We have learned that:
about half of all schools have issues with indoor air quality that lowers student learning by at least one letter grade and triggers asthma.
only a few states require that schools be inspected for lead in the drinking water.
most inspections for radon gas are legally triggered when a building is sold – and since schools are rarely sold, they are not inspected for radon – the second leading cause of lung cancer in America.
Schools are one of the major sources of leaking refrigerant gasses – which are between 1,000 and 7,000 times more climate-changing than CO2.
We also realized that our efforts were being limited by the size of our budget and staff – which has led us to think about continuing to expand our effort by training students to be the Pollution Detectives.
To do this, we are going to begin a process of creating what educators call “Curricula Modules”. These will be ‘off-the-shelf’ several-day-long units of study that the teacher can drop into a wide range of courses in science, environmental studies, health, or use for special events like science fairs. The students will learn how to detect pollutants and learn about their health impacts and their costs to society.
Below you will find a very brief description of one of the modules we will be developing.
I will be sending out additional modules in the coming weeks.
Module # 7: Human Consumption of Plastics
The average American consumes as much as a credit card worth of invisible plastic each week. ,
Although the plastics industry frequently touts the ability to recycle plastic, most of the plastic made in the world winds up in water, where it breaks down into invisible, but long-lasting pieces that can be absorbed by plants or algae and/or eaten by wildlife. It is not removed from public drinking water supplies, and much of our food also contains it. For example, the bodies of fish, clams, crabs, and other water critters contain plastic that they have eaten. Bigger fish eat smaller fish, then humans eat the big fish, and the higher up the food chain you go, the more plastic humans consume.

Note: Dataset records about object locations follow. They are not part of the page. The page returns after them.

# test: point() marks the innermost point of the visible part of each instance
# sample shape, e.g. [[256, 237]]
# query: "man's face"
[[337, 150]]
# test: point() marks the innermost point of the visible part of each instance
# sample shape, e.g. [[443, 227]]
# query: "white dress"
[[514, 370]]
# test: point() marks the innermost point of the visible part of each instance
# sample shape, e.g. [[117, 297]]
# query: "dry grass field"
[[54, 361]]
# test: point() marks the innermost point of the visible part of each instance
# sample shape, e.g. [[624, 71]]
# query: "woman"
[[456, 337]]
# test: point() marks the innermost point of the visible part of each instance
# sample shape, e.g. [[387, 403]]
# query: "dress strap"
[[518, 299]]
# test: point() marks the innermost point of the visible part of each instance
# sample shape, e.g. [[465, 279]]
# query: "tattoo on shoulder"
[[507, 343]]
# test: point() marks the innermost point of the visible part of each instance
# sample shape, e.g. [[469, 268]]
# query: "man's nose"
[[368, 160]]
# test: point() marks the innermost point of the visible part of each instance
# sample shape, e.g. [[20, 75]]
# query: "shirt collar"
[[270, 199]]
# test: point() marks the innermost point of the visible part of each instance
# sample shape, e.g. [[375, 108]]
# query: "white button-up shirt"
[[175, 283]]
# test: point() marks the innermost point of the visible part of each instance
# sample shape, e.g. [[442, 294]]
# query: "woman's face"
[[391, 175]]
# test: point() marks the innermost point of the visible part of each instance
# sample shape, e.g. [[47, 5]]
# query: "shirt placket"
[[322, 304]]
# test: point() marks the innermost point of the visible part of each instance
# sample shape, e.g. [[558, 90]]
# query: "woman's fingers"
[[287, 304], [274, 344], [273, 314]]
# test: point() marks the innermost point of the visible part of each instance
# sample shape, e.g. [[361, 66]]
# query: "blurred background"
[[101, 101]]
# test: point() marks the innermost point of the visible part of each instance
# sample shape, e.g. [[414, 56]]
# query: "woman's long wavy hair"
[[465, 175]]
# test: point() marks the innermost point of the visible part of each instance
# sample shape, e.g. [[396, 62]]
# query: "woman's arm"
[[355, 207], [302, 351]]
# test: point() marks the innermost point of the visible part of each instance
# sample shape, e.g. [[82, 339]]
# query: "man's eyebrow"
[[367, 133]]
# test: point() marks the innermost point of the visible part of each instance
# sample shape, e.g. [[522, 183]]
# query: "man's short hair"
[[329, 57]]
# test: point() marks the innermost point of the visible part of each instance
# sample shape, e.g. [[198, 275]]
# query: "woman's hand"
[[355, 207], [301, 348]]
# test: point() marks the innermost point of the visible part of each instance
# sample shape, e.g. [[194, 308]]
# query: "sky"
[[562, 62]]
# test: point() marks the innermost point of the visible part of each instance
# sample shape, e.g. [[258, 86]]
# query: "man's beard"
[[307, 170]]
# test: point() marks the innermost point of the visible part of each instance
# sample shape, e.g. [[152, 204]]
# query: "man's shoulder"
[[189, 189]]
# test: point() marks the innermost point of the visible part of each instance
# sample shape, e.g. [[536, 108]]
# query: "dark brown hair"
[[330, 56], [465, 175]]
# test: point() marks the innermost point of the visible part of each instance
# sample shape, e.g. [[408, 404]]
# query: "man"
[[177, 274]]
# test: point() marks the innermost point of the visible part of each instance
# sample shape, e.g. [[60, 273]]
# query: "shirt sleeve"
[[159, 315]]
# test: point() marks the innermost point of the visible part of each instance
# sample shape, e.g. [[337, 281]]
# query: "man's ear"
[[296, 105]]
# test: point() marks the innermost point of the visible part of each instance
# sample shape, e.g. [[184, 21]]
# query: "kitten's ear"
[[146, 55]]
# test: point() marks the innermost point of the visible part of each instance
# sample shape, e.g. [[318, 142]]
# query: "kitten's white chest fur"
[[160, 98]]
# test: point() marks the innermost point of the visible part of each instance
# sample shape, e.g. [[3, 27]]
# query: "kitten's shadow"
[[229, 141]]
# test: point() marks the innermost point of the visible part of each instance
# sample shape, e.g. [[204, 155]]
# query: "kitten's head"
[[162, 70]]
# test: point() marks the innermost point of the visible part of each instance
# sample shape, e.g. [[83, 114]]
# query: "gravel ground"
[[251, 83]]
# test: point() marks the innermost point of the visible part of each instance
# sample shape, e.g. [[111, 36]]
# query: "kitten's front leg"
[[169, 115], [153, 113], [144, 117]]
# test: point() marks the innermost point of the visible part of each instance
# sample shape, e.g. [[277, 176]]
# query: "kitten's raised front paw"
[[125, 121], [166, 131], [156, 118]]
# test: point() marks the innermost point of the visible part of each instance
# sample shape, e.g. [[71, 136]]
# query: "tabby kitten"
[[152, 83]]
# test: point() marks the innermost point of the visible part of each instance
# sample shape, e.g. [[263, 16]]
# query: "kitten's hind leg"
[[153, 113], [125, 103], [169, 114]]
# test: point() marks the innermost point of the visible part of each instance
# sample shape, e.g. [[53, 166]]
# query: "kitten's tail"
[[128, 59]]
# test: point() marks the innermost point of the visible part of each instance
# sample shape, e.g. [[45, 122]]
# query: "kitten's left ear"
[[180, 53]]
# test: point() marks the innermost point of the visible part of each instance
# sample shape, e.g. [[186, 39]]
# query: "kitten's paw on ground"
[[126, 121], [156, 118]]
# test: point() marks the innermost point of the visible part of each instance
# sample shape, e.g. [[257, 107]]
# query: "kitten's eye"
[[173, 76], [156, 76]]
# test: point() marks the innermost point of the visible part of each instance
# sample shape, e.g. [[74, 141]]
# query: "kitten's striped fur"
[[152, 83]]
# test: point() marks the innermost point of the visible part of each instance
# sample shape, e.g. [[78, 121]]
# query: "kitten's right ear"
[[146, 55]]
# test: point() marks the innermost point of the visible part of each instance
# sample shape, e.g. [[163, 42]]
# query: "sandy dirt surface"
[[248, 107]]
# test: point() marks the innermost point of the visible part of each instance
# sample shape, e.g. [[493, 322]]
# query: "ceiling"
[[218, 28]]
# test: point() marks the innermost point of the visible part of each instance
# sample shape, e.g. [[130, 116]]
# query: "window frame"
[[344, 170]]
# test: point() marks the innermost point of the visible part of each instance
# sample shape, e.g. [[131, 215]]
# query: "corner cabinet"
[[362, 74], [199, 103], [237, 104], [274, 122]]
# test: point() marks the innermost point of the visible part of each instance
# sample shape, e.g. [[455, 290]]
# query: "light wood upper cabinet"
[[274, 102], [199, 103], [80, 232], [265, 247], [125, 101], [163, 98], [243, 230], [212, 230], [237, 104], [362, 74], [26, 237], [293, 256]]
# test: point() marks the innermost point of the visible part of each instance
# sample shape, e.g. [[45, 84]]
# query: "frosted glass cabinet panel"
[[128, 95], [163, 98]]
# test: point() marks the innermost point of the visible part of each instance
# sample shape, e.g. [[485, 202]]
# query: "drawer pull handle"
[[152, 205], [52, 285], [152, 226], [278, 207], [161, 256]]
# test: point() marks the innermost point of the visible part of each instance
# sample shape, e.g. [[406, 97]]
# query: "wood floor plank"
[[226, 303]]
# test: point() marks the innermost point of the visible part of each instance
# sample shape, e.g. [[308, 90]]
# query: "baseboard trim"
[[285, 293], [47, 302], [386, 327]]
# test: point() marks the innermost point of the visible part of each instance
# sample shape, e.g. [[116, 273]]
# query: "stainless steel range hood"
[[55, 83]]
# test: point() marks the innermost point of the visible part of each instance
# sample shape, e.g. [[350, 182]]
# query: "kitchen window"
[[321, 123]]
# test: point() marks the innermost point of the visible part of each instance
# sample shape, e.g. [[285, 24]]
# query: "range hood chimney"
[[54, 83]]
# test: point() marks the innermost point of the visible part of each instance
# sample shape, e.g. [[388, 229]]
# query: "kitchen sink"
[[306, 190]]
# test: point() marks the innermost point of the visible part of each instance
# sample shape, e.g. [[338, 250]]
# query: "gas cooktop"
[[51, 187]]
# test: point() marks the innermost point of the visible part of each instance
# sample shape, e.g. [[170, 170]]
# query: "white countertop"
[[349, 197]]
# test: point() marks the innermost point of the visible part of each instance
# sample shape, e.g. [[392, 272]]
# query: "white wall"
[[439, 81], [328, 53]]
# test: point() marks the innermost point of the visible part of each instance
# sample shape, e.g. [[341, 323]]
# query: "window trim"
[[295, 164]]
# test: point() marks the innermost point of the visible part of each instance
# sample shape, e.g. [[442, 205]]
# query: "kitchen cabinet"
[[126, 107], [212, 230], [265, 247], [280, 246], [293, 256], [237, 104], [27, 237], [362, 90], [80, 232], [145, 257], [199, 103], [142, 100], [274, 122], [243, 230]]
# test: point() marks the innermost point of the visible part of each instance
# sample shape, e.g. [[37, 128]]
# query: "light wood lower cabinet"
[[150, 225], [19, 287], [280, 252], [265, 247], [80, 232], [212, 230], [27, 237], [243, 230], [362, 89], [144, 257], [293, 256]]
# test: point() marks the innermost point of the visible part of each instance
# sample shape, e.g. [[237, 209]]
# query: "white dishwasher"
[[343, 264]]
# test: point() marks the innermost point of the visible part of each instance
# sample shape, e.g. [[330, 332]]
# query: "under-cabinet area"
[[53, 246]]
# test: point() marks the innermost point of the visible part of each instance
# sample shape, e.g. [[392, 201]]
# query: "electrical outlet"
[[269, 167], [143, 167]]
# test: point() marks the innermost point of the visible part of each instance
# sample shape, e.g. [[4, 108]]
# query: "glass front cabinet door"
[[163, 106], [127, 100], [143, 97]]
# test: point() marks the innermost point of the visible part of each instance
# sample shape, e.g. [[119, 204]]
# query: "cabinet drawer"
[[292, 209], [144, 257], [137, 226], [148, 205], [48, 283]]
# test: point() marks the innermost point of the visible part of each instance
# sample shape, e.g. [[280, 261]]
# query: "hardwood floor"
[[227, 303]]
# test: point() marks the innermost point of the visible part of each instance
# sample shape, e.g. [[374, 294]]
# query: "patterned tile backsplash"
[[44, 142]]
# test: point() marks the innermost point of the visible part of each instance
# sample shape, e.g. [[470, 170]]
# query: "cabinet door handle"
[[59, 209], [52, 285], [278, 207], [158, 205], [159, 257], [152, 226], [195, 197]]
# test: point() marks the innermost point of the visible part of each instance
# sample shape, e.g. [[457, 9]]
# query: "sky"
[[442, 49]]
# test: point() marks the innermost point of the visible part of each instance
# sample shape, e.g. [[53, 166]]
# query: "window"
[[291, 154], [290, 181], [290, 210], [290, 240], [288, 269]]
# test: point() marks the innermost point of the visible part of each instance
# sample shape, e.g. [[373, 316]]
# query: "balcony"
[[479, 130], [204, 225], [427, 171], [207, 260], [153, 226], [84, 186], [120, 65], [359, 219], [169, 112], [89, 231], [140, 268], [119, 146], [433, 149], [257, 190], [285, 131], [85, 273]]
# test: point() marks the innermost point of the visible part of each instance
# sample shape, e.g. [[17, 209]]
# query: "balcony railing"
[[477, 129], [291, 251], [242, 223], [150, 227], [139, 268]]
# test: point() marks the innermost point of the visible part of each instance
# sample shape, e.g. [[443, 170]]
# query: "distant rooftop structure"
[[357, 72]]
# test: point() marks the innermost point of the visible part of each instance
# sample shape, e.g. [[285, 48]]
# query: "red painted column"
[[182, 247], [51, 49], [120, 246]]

This tiny invisible plastic acts like a clean-up sponge that gathers toxins and pollutants in the environment. When you eat the sponge and swallow these invisible plastic pieces, in addition to adding plastic to your body, you are bringing those poisons into your body.
In schools, microwaving food wrapped in plastic (school cafeteria servings) transfers the plastic to the food.
Students will be taught to examine water at home and school for microplastics using coffee filters, dyes, and microscopes.
This module will focus on student-led detection and remediation/avoidance behaviors schools can take to reduce this threat.